Genetic and pathological studies suggest that GBA1 mutations are implicated in LBDs, such as PD and DLB, ranking them as one of the most important genetic risk factors for these diseases. GBA1 mutations might also be associated with other neurodegenerative diseases such as AD, but the evidence is sparse and weak compared to that for LBDs. Both gain-of-function and loss-of-function mechanisms have been suggested as ways in which GBA1 mutations act during the disease process. Specifically, lysosomal-autophagic dysfunction, defects in ERAD, and alterations in membrane lipid composition have been proposed as mechanisms by which GBA1 mutations cause LBDs and α-synuclein accumulation. Adeno-associated virus (AAV)-mediated expression of GCase reversed the abnormal accumulation of glucosylsphingosine and reduced the levels of proteinase K-resistant α-synuclein in symptomatic GBA1 (D409V/D409V) mice (Sardi et al., 2013). Furthermore, overexpression of GCase in A53T α-synuclein mice reduced the levels of soluble α-synuclein. These studies suggest that enhancing GCase activity is a potential therapeutic strategy for synucleinopathies with or without GBA1 mutations.

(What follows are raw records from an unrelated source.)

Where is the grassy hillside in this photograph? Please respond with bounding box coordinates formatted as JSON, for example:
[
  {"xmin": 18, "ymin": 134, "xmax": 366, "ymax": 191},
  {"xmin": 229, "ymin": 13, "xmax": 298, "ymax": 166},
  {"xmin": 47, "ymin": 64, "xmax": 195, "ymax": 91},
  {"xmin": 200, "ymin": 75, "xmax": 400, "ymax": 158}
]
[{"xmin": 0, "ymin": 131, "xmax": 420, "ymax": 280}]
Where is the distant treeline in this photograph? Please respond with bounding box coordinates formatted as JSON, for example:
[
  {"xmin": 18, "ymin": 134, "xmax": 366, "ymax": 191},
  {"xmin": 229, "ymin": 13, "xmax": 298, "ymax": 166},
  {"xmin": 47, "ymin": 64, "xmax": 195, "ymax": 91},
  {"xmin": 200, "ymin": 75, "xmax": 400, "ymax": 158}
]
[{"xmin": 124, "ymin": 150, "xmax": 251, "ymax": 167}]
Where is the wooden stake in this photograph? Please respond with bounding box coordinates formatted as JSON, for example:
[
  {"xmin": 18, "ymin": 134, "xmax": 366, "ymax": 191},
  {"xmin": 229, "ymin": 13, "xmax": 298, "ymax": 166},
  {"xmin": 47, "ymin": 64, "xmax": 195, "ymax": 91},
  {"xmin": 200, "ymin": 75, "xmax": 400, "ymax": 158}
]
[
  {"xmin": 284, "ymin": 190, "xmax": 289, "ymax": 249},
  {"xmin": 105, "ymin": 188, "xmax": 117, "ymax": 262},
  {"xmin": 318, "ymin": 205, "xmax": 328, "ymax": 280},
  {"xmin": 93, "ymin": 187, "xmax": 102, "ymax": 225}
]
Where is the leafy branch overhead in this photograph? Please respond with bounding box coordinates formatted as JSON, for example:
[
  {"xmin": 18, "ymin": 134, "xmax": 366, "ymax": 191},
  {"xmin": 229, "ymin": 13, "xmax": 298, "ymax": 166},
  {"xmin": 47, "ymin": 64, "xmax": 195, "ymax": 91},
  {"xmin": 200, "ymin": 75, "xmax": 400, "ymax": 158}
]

Although the link between GBA1 mutations and LBDs is a breakthrough in the field of LBD pathobiology, several critical questions remain. Why are the synucleinopathies most closely associated with GBA1 mutations among neurodegenerative diseases? Why is MSA not associated with GBA1 mutations even though it is a synucleinopathy? Which cellular alterations caused by GBA1 mutations are the most critical and relevant to LBDs and, particularly, to α-synuclein aggregation? How do GBA1 mutations influence transcellular α-synuclein transmission? It is likely that we will enter a novel aspect of disease mechanisms by addressing these questions, which might provide insights into developing new therapies for LBDs.